The Autumn Weather Outlook
Traditionally in this space I attempt to give an accurate weather outlook with potential impacts in agriculture for the next 7 days. As this will be the last Crop and Pest Report for 2016, instead, I will give some of my current thoughts on the weather pattern through the end of October. Earlier this week (September 13/14) frost (36° or lower) was recorded over a wide portion of North Dakota with several locations even dropping to 32° or lower (Figure 1). If you are curious, 36° is considered a frost because temperatures are generally recorded at five feet above the surface and often temperatures are a few degrees cooler near the surface, meaning if the 5 foot temperature is 36° there will likely be frost nearer to the ground. If your area suffered no crop damage from these events, the next threat of frost looks to be holding off until the end of next week (September 23/24).
The period from September 15 through October 31 has been quite dry the past two harvest seasons, with the exception of far northern North Dakota in 2015 (Figure 2). That overall dryness in combination with above average temperature lead to some excellent harvest weather. A commonly asked question is will 2016 make it three in a row? Although I do not expect these next six weeks to be as warm as either 2014 or 2015 (Figure 3), I do expect above average temperatures during this period in 2016 as well.

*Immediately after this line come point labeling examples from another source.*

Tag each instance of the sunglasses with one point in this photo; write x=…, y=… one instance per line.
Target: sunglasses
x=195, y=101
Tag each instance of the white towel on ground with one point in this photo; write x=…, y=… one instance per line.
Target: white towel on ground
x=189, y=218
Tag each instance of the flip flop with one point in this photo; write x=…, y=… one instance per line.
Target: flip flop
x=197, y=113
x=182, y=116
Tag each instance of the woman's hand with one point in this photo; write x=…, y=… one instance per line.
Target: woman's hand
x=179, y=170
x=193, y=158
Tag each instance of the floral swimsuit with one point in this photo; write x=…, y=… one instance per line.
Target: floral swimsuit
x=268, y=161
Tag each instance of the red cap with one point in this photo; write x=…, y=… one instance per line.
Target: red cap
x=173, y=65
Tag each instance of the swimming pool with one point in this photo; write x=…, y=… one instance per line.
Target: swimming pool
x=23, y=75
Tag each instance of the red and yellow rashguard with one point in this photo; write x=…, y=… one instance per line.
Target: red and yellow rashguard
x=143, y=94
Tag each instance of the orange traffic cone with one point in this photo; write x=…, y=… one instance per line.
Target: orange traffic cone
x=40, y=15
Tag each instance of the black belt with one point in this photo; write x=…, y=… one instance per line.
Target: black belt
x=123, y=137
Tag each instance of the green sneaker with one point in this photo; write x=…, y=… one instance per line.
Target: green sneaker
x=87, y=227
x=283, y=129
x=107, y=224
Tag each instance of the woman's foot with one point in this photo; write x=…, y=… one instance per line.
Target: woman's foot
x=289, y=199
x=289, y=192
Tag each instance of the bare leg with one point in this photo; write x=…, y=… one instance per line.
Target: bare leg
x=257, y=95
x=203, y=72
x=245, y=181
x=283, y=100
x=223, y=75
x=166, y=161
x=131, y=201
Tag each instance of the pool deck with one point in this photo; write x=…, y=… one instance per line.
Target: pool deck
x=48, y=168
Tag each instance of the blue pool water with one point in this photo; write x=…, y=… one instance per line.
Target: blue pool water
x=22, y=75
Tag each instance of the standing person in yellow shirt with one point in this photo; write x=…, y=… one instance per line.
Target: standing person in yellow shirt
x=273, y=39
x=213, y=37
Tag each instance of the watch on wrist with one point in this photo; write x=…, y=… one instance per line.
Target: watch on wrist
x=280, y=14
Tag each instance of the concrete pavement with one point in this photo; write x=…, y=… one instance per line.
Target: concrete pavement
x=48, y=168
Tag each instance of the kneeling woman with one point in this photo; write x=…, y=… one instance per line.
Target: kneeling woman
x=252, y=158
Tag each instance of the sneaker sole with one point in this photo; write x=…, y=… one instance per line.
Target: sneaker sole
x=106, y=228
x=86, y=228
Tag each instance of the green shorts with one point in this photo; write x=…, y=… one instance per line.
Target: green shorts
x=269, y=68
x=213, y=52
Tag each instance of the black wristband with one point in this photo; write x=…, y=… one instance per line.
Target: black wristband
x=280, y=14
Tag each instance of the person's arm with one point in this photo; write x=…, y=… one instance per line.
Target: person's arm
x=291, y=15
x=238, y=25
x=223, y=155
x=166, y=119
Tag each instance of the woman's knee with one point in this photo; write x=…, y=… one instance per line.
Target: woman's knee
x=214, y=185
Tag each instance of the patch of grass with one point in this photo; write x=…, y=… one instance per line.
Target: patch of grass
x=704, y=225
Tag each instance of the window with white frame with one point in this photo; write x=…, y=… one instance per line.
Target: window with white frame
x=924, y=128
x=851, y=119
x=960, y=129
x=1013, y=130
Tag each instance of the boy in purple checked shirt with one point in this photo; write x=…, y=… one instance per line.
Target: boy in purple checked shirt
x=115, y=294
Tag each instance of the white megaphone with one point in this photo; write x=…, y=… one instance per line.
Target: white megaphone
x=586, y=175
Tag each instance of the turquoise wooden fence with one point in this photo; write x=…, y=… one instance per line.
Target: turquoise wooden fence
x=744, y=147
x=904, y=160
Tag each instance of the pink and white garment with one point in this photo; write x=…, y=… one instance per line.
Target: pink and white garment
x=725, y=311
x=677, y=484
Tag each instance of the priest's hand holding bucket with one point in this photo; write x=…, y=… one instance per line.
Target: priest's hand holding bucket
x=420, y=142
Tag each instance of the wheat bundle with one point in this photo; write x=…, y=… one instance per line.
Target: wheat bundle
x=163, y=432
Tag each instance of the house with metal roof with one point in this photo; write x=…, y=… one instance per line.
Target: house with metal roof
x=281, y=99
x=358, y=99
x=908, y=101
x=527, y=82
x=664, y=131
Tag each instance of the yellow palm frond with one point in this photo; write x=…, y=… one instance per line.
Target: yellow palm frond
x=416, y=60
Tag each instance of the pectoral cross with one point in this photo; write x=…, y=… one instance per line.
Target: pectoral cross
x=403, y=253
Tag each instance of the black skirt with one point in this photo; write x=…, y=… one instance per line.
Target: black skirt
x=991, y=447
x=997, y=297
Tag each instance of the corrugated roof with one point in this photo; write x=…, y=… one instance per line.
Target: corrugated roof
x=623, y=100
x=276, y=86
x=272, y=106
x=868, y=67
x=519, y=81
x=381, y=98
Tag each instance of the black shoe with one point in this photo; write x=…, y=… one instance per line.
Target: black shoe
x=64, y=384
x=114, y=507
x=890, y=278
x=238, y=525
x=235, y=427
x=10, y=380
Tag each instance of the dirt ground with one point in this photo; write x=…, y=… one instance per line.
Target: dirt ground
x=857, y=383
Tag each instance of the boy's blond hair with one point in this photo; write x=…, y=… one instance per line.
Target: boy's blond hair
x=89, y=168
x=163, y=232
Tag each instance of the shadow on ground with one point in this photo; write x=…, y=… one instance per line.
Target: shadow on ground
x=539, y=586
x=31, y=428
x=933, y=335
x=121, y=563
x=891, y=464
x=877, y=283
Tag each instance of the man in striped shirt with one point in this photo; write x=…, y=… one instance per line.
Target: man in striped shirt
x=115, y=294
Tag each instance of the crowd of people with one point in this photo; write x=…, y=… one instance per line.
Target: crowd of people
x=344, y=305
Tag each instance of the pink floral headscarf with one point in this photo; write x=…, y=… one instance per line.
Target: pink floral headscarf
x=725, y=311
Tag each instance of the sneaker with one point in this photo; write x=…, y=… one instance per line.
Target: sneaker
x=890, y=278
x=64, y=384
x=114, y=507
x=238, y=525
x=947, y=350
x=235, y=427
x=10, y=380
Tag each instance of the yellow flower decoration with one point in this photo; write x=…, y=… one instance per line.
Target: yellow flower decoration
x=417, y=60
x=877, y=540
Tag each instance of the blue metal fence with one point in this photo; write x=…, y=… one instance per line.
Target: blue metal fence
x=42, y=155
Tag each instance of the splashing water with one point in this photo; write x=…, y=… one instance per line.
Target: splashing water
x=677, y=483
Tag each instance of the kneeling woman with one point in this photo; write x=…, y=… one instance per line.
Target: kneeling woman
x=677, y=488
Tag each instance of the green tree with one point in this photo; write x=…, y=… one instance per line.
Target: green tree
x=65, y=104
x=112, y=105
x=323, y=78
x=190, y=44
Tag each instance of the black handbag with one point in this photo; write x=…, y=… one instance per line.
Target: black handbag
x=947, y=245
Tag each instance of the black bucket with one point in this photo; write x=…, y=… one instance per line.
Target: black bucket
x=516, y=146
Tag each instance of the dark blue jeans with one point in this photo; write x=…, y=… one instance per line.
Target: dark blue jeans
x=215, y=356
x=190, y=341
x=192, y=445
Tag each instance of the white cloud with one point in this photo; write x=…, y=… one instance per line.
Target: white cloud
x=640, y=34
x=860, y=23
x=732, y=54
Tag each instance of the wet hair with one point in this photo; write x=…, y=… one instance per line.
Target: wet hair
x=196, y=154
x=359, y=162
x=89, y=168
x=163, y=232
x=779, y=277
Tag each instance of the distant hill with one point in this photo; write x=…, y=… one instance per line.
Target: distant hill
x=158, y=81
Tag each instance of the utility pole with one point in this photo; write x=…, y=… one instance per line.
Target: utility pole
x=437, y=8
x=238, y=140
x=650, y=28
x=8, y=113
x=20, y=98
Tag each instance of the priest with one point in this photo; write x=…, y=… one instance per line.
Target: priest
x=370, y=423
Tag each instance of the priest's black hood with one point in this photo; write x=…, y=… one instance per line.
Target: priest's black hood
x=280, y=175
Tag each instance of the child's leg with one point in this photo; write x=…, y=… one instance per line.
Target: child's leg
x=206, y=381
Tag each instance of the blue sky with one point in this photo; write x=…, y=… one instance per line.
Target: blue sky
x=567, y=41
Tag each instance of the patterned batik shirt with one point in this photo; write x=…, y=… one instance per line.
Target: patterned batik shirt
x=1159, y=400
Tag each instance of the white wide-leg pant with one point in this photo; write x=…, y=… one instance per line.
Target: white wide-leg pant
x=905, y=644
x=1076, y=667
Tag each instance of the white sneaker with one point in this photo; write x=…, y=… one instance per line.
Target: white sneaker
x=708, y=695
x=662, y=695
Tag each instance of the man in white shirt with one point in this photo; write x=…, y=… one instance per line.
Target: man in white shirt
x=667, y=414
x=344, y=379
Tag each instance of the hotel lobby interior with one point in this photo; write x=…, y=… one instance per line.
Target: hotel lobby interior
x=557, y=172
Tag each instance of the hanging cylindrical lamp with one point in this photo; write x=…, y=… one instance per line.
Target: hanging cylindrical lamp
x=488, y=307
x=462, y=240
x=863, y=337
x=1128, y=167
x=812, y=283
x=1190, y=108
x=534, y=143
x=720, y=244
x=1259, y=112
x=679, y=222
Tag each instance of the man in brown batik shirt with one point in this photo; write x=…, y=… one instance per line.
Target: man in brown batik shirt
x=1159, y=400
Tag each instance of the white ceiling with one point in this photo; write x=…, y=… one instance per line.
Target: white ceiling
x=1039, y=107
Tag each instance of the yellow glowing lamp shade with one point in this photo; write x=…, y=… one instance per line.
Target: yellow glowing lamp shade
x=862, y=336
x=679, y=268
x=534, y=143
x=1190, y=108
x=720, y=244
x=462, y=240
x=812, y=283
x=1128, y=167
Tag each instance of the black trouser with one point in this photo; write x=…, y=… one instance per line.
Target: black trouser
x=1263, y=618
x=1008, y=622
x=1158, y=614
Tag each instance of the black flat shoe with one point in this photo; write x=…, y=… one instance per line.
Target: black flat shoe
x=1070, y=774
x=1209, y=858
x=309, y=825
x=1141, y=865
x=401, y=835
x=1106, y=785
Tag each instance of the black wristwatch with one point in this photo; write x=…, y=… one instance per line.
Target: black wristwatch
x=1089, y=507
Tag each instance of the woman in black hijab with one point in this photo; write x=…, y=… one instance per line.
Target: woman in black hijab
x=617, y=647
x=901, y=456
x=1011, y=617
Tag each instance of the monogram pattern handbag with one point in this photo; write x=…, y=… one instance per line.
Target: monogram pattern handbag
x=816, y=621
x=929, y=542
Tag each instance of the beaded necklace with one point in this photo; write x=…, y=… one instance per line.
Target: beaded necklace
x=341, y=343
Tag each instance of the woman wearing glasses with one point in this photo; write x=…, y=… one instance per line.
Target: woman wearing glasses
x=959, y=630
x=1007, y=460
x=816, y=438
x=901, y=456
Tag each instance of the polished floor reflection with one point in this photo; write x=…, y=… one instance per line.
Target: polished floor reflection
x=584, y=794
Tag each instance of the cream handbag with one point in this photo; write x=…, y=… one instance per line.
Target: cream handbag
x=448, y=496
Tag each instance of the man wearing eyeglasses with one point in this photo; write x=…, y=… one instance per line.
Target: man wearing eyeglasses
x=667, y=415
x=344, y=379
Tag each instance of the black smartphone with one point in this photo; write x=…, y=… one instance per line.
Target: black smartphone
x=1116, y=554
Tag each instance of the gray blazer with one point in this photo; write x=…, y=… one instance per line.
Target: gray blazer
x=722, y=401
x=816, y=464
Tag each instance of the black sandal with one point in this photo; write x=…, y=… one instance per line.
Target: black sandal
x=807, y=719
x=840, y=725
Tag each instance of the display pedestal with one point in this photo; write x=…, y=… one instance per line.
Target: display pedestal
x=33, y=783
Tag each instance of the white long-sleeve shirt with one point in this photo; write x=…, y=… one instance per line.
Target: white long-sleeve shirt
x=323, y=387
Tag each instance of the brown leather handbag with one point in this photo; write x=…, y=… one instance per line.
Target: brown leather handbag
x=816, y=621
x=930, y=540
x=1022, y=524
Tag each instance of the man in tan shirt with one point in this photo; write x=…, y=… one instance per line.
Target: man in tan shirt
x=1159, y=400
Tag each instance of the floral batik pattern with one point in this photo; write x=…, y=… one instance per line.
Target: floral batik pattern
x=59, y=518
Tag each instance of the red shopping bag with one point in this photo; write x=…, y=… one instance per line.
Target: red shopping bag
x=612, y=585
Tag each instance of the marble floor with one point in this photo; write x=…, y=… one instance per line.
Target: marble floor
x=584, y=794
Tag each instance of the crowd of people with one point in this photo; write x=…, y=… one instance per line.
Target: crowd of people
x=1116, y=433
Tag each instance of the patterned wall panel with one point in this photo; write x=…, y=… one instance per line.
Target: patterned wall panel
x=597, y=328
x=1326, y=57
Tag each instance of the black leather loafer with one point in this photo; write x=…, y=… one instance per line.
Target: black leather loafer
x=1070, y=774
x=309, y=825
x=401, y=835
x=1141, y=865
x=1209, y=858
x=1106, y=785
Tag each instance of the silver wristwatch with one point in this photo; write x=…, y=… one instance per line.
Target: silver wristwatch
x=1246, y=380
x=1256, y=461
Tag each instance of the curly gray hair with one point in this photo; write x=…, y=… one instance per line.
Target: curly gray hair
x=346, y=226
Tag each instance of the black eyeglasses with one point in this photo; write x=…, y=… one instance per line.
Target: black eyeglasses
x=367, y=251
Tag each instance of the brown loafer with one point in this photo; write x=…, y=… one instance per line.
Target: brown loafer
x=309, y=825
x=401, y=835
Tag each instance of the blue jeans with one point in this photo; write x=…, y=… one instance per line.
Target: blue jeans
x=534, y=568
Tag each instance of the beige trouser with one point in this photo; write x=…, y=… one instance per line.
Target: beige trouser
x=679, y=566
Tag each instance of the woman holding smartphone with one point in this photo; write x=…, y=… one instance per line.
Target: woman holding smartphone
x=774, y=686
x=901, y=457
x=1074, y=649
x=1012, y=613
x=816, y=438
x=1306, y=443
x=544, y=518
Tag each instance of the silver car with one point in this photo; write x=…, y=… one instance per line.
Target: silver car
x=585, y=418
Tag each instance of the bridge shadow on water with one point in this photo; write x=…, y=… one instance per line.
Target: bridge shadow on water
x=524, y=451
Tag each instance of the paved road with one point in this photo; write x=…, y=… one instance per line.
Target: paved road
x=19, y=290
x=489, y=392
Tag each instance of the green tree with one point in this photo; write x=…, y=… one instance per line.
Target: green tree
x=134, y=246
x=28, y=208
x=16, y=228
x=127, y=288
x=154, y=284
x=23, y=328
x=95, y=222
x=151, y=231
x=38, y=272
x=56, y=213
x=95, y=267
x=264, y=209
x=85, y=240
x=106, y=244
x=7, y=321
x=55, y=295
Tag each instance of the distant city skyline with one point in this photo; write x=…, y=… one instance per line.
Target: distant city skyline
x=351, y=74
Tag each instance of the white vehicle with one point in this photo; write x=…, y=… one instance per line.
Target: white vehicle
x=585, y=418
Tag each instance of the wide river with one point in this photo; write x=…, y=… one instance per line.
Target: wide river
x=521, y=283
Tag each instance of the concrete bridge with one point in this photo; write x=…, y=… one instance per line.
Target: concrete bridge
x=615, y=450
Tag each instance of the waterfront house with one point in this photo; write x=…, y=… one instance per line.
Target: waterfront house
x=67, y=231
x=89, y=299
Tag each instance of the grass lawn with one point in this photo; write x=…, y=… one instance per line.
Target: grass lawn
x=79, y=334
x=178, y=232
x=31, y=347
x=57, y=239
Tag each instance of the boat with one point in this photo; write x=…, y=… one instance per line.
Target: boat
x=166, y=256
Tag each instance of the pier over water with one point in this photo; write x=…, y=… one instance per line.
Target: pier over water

The one element of the weather that may be more noticeably different this year is rainfall. Both 2014 and 2015 for most locations were very dry, near 50% of less of normal rainfall during this period. Even if Harvest 2016 were to record average rainfall it would seem wet in comparison to the past couple of years and would cause harvest delays. Plus, considering the big rain event earlier this month hit the same wet areas again with heavy rain and overall the pattern has not shifted that much in the past few months, eastern North Dakota and northwestern Minnesota would favor at least average if not above normal rainfall through October. Plus, most of my analog years (past years with similar conditions) had between 100-130% of normal precipitation. One storm often is the difference this time of year between too wet or good harvest weather, plus as the old saying goes “timing is everything”, and of course the timing of rain is always important this time of year and those two factors are difficult to forecast long term.